Protein engineering and mechanistic studies of morphinone reductase

The thesis describes mechanistic studies of the bacterial protein morphinone reductase (MR) using mutagenesis, kinetic and spectroscopic methods. The roles of seven active site residues were investigated. Cys-191 was initially predicted to be an active site acid; however, mutagenesis studies revealed that Cys-191 does not act in such role. His-186 and Asn-189 were shown to be involved in ligand binding. Mutation of His-186 to alanine has dramatic effects on the enzyme in the steady-state and in the oxidative half-reaction suggesting that His-186 could be an active site acid; however, pH dependence and NMR spectroscopic studies proved that His-186 could not play such role. No charge-transfer complex was observed between the H186A mutant and b-NADH in the reductive half-reaction. Mutation of Asn-189 affects enzyme kinetics and results in a slower rate of flavin oxidation. Faster rates for flavin reduction in the N189A mutant suggest that mutation of Asn-189 favours orientation of the flavin and b-NADH for hydride transfer. Neither Tyr-72 nor Tyr-356 is an active site acid. Mutation of Tyr-72 does not substantially affect enzyme kinetics. Mutations of Tyr-356 and Trp-106 had pronounced affects on enzyme kinetics, suggesting that each mutation alters the active site geometry.
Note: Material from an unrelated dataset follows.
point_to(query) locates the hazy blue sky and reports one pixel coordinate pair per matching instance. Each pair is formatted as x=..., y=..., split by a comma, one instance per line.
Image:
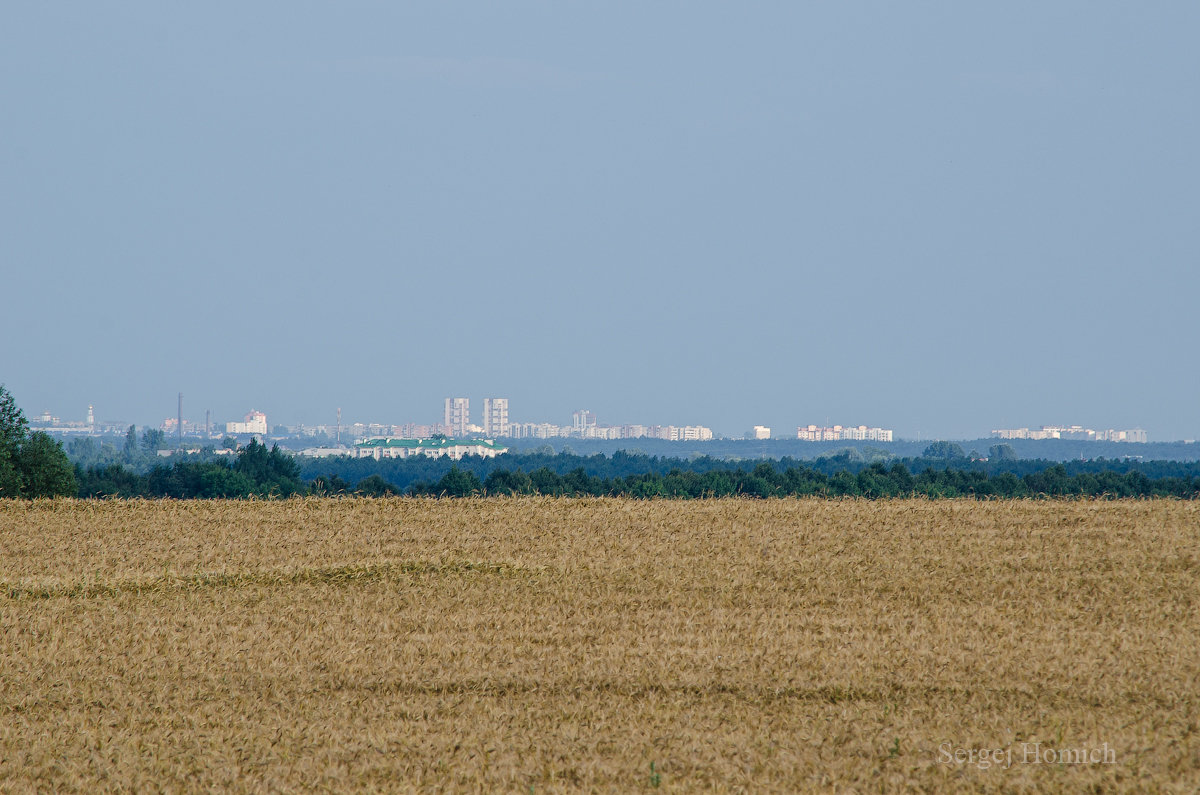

In the seven MR mutants studied, the flavin redox potentials are not altered compared to wild-type enzyme except for the T32A mutant where a 50 mV decrease is observed. Mutation of Thr-32 produced enhanced activity in the oxidative half-reaction and a slower activity in the reductive half-reaction effect of copper on MR was investigated. His-186 is shown to be involved in copper binding. 1-Nitrocyclohexene is a potential substrate for MR and the underlying mechanism requires further study.